Challenges we ran into

  • We were unfamiliar with some of the technology, especially with the concept of Retrieval-Augmented Generation (RAG), we spent much time trying to understand it deeply
  • Design of the software architecture was tricky in order to tackle the problem statement elegantly as we had to account for its usability for multiple stakeholders such as the students, the teachers and the school.
  • Done at a seperate prototype iteration, we played around with OpenAI's LLM via its API. While it was very easy to use, we quickly realised the issue of privacy as we will be feeding confidential school assignments and notes into the LLM.

Accomplishments that we're proud of

With much less computational power, CodeBuddy works on par with popular LLMs such as ChatGPT and Gemini

(We would like to test this using TruLens for comparison but we were unable to find the time to do the experiments. However, we tried to use OpenAI's API and we noticed that the autograding on both CodeBuddy and popular LLMs worked similarly, and also received feedback from new programmers that both popular LLM's and CodeBuddy's feedback were equally helpful, with some new programmers even saying that CodeBuddy's feedback is better since it is more personalised and specialised according to their school's teaching style, based on its assignments and notes)

What we learned

On a more personal note, we learned various complex concepts such as RAG and LLMs as well as some of the technologies used in this project such as Telegram Bot, Streamlit and Figma.

What's next for CodeBuddy

We see various possible expansion of CodeBuddy,

  • We hope to promote our project to universities around the world, specifically targeting beginner courses on programming in these schools.
  • While the Telegram Chatbot aspect of our project is highly accessible, user-friendly and free to anyone around the world as long as they have the Telegram app, we forsee that the database used will likely to be very large, and its size will exceed any free database subscriptions available online.
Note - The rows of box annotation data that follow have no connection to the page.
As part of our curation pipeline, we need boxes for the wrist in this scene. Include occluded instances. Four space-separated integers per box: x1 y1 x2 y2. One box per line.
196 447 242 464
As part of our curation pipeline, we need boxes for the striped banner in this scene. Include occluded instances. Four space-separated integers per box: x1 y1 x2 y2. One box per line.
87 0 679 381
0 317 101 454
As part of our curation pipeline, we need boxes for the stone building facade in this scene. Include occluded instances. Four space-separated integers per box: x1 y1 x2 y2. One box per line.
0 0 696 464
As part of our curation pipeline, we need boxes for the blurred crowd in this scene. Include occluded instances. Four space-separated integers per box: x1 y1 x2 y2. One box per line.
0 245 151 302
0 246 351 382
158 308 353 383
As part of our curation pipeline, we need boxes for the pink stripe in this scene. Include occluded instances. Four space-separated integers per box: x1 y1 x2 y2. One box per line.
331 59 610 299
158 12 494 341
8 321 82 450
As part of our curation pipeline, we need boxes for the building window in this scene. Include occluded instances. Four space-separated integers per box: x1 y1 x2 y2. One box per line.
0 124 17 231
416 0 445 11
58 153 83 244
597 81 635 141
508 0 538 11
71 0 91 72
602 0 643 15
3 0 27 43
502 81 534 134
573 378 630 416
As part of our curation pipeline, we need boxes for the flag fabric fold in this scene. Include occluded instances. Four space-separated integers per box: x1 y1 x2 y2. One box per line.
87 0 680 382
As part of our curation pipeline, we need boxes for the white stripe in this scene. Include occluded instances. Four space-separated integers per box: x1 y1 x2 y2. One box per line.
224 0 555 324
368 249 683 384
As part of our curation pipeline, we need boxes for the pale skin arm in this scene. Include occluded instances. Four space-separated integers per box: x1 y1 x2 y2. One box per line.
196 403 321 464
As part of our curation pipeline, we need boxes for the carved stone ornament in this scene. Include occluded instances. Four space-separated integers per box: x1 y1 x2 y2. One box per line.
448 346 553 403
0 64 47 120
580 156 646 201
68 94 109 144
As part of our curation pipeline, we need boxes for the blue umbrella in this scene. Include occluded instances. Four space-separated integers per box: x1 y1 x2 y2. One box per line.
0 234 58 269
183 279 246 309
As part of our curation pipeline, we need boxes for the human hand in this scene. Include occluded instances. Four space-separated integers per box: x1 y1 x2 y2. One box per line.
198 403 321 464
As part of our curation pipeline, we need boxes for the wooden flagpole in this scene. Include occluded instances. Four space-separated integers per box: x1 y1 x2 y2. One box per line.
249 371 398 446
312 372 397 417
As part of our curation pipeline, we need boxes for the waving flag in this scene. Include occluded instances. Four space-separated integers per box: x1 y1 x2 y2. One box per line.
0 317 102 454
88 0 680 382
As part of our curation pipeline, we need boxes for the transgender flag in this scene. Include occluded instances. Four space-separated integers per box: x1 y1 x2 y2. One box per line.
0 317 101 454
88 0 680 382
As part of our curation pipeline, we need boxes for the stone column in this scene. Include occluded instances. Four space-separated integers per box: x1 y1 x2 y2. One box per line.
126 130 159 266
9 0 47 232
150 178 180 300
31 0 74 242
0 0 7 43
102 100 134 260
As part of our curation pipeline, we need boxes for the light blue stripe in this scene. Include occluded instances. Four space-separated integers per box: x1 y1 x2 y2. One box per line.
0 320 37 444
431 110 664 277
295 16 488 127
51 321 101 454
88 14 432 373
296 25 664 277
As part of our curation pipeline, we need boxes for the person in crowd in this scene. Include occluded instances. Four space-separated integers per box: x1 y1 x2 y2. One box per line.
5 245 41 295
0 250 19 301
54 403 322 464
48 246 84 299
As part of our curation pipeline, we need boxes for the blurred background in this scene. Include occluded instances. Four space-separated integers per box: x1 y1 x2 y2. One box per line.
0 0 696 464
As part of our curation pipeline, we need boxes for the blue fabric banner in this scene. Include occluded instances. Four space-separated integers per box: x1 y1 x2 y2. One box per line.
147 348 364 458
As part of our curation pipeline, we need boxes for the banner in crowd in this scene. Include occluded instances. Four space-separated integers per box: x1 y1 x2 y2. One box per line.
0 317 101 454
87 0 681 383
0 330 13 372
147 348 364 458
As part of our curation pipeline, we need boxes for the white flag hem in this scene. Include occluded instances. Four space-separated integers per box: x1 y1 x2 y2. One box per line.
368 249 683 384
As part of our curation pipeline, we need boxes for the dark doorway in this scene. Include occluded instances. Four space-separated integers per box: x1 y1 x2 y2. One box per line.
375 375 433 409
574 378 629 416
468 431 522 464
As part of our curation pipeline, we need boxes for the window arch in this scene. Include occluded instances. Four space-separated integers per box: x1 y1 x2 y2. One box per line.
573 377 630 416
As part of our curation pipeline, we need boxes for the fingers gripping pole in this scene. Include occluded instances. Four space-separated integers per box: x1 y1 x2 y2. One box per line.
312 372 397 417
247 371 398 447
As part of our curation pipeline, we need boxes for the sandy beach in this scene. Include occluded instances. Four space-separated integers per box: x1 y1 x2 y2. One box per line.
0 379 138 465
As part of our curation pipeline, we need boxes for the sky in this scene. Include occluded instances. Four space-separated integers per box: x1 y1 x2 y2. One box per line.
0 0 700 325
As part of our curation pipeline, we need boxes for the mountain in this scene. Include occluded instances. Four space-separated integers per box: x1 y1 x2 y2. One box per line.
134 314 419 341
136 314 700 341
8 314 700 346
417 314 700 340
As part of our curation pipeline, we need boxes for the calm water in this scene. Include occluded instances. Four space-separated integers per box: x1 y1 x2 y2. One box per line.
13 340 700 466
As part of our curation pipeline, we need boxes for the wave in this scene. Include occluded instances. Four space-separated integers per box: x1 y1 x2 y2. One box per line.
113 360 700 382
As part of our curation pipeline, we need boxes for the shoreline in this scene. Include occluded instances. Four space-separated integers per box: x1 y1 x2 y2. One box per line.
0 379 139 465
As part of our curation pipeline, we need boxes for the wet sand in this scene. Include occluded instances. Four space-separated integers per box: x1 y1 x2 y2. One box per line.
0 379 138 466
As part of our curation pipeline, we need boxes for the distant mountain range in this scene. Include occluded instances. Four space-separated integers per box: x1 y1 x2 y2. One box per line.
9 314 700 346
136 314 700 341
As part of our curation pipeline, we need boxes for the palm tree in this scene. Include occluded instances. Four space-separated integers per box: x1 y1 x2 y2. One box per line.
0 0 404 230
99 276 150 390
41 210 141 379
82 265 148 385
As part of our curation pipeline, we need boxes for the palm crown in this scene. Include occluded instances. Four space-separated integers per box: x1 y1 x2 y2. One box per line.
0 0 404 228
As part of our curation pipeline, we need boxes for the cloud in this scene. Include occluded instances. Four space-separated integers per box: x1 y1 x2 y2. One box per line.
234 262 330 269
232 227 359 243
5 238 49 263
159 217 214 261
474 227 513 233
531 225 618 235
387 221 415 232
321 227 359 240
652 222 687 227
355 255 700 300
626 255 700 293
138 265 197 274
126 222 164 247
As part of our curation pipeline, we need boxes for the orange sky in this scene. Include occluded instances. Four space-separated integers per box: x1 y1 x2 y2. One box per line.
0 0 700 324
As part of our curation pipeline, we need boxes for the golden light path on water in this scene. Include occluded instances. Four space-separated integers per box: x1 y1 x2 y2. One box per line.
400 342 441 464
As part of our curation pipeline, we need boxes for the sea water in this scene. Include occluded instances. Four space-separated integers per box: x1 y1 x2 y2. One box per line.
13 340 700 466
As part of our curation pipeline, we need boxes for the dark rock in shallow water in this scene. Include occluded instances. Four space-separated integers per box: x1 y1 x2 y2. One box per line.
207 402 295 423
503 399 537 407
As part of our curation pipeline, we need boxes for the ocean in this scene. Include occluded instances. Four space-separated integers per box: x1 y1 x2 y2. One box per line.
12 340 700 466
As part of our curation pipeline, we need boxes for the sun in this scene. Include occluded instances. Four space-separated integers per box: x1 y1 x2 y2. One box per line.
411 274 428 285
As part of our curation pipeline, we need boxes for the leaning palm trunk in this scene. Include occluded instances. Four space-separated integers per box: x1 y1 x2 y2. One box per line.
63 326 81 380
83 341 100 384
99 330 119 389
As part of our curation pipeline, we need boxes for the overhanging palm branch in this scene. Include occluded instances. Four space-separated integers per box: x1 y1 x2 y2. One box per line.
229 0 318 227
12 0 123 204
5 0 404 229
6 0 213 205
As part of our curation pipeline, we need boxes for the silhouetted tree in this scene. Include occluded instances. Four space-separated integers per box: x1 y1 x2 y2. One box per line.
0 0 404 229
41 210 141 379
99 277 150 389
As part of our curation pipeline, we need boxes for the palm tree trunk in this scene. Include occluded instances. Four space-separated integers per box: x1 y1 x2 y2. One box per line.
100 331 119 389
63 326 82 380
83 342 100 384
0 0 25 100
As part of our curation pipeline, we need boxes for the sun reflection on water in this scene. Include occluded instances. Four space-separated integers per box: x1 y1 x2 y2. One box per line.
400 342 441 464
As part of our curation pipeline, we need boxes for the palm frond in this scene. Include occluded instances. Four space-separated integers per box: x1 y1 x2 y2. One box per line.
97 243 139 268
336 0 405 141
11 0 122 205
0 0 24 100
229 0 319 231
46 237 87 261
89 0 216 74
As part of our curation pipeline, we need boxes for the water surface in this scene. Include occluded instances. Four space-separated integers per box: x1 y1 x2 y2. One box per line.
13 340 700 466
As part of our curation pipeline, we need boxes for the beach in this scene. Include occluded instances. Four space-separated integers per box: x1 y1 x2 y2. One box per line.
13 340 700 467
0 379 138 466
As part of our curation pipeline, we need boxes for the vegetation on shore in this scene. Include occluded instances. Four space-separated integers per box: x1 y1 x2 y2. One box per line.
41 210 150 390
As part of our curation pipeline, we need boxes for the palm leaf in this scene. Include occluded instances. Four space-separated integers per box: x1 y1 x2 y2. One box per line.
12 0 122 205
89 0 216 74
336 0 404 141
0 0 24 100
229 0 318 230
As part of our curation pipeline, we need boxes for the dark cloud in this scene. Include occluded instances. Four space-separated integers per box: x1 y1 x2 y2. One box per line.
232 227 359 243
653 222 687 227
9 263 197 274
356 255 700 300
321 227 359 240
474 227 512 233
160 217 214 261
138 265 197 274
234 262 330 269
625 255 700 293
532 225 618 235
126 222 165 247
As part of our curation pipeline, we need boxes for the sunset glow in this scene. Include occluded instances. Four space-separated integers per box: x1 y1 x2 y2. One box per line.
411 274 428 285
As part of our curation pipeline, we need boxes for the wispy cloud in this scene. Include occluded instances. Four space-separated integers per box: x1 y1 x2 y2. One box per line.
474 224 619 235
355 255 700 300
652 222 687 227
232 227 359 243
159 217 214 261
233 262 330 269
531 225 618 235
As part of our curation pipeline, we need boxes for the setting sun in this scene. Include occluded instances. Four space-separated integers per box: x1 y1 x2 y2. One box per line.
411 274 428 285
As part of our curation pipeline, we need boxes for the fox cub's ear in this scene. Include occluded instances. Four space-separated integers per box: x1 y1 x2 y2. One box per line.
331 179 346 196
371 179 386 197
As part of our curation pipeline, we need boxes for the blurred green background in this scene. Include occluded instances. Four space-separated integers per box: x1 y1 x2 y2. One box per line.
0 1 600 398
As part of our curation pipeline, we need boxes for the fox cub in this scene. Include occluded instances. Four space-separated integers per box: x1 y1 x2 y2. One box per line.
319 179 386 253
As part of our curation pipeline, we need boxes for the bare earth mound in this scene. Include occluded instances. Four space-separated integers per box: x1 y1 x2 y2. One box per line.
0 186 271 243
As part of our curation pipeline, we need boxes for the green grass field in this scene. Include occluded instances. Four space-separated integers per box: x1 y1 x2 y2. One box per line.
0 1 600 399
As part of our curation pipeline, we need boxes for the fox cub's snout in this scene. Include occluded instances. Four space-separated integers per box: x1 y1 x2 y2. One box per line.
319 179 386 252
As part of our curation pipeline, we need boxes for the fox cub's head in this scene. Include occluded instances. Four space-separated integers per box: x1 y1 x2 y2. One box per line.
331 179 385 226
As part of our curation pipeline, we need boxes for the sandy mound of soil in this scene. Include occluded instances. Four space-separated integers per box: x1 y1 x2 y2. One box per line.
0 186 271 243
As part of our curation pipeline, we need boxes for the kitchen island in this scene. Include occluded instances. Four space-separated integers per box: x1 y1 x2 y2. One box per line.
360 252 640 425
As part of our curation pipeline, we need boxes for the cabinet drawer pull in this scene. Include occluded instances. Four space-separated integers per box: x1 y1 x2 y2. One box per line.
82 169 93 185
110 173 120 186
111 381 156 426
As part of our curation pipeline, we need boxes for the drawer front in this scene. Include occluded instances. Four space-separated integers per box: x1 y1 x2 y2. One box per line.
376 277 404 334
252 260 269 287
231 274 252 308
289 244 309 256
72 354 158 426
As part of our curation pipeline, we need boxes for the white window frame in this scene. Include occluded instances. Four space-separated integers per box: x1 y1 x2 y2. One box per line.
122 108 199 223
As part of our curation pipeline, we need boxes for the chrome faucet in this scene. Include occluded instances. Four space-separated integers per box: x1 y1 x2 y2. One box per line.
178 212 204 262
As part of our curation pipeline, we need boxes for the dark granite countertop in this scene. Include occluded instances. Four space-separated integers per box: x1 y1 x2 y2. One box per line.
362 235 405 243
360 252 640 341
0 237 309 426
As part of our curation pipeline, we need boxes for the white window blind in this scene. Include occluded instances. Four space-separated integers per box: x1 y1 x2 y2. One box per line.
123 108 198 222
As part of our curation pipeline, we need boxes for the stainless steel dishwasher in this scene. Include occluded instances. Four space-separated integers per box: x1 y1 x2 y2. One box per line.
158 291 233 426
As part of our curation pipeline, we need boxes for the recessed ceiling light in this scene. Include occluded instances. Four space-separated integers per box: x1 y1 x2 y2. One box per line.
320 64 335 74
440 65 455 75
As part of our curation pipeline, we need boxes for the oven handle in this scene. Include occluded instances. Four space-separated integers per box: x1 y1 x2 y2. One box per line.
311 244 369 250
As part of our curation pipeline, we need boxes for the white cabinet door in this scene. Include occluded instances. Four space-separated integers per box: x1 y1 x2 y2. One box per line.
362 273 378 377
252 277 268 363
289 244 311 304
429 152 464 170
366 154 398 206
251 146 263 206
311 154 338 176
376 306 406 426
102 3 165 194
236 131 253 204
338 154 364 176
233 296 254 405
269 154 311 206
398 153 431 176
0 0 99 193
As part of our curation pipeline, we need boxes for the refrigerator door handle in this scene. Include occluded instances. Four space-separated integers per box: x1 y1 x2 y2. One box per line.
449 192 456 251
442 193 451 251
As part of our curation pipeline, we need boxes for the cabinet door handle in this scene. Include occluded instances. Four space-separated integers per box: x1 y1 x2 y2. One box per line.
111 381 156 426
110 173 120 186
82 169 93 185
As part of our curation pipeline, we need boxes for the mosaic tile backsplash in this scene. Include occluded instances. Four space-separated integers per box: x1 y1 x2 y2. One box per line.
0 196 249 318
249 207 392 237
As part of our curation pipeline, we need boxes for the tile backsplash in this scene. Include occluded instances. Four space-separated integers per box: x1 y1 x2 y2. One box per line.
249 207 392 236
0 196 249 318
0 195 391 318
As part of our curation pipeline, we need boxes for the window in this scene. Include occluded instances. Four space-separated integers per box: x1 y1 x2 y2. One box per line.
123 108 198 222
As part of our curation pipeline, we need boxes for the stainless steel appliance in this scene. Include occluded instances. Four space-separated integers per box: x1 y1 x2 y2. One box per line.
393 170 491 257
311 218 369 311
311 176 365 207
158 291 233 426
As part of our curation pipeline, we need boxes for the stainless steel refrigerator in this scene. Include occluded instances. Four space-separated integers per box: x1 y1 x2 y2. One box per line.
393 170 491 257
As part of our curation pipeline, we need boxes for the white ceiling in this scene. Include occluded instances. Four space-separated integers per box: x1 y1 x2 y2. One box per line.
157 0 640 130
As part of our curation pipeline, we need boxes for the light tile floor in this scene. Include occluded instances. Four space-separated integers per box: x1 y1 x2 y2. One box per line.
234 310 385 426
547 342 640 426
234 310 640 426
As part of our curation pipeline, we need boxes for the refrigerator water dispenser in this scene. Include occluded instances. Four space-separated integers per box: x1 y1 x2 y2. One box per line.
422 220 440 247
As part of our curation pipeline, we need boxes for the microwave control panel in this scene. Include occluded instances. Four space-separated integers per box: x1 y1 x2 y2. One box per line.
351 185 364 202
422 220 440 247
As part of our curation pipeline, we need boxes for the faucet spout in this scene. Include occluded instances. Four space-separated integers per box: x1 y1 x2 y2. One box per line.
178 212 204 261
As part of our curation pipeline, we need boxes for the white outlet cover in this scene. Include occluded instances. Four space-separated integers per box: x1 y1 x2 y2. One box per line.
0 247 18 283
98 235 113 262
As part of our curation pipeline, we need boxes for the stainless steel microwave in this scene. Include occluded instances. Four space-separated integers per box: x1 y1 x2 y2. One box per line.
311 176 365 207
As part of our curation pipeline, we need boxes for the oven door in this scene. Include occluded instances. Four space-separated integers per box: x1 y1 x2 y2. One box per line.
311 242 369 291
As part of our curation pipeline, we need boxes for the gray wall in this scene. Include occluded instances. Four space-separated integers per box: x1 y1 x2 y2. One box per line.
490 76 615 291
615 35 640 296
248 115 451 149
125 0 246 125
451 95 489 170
Hence, we would require sponsors to maintain the database. Some possible partnerships could be government funding such as from the National Science Foundation (NSF), or corporate sponsorships such as from BairesDev and Klaviyo.
  • CodeBuddy can be generalised for beginners in other fields of study other than programming. An example would be to the field of mathematics (which might require using another LLM that is fine-tuned for mathematics such as MathGPT) or the field of humanities.